Following the end of World War II, only men missionaries had been allowed by the American military government to return to Korea, up to this time. I was billeted with U.S. Army officers in a former Japanese home and was taking my meals with the officers and a small group of enlisted men, who ate in a mess hall set up on the ground floor of the provincial capitol building. We missionaries had been allowed APO (Army Post Office) privileges, and already a trickle of packages was beginning to flow from friends in America who had heard of the starvation and malnutrition of orphans in the one or two orphanages which had been set up by Christian people who had themselves been recently suffering in prison for their faith, under the Japanese.

The APO room was just a little space partitioned off at one end of a Quonset hut, and it was full of packages from home for the boys' Christmas.
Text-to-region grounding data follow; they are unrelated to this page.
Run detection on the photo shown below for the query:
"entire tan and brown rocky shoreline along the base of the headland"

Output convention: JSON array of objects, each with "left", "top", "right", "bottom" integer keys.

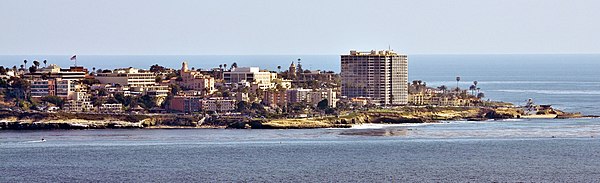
[{"left": 0, "top": 107, "right": 597, "bottom": 130}]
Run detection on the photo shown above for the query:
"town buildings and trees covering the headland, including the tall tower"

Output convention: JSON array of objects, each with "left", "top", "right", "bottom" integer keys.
[{"left": 0, "top": 50, "right": 483, "bottom": 117}]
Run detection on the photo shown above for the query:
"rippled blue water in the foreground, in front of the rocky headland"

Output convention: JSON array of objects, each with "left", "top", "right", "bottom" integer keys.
[{"left": 0, "top": 119, "right": 600, "bottom": 182}]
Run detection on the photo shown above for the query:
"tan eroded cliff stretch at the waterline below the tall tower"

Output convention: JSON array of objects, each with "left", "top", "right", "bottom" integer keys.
[{"left": 239, "top": 107, "right": 540, "bottom": 129}]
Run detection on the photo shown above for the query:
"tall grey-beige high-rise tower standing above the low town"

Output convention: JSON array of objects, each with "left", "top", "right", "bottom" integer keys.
[{"left": 341, "top": 50, "right": 408, "bottom": 105}]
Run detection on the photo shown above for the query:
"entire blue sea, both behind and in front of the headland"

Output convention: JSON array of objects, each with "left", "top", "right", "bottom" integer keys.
[{"left": 0, "top": 55, "right": 600, "bottom": 182}]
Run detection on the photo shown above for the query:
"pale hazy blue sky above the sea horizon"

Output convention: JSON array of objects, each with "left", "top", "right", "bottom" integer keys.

The mail clerk, who normally didn't have much to do, was working frantically to keep up with this, for him, unusual flow of business, when something happened to one of the parcels addressed to me. It contained Karo syrup to be used in making up babies' milk formulas. Several of the cans broke, spreading the sticky syrup over the floor and packages. It was certainly enough to try anyone's patience, but the GI took it in stride without a murmur. After all, it was for some poor postwar starving youngsters. For him, it may not have been the merriest Christmas, but it has always remained in my memory as an outstanding example of the true Christmas, or I prefer to say, the Christian, spirit.

Under the Bridge

That same year, I had agreed with some of the Christian GIs that we should try to overcome our loneliness on Christmas Eve by getting together for a carol sing. But before I could meet with them, there were some parcels of relief clothing that I wanted to take to some lepers who were living under the drawbridge leading to Young-do Island. (The prewar leper colonies had not been reorganized.) It was already dark when I got to the little group of lepers, huddled on a part of the cold cement foundations of the bridge, at the very edge of the water, protected above by the high bridge and beneath by a few mats. They had tried to shield themselves from the cutting wind by some mats suspended as windbreaks.

When I told them that I had some bundles of clothing that I must drop and run, they said, "Oh, but tomorrow is the Savior's birthday. You must stay and have a service with us before you go."

They didn't even seem to be interested in the packages that I had brought—but piled them up and placed on top of them a little carbide lamp, made of a couple of cast-off Army beer cans. I had not come prepared for a service, but a Bible and a hymnbook were produced, and, for a time, I had to forget about the carol sing with the GIs.

With them holding the light for me, when I needed it, and one of the deacons to lead in prayer, the service got under way. It was, perhaps, the most impressive Christmas service I have ever had part in, and it helped me again to be aware of the true meaning of Christmas. "The people who sat in darkness" had indeed "seen a great light; they that dwelt in the land of the shadow of death, upon them had the light shined."

Reprinted from Korea Calling, December 1972 (slightly edited). The author was for many years an OP missionary in Korea. Reprinted from New Horizons, December 2000.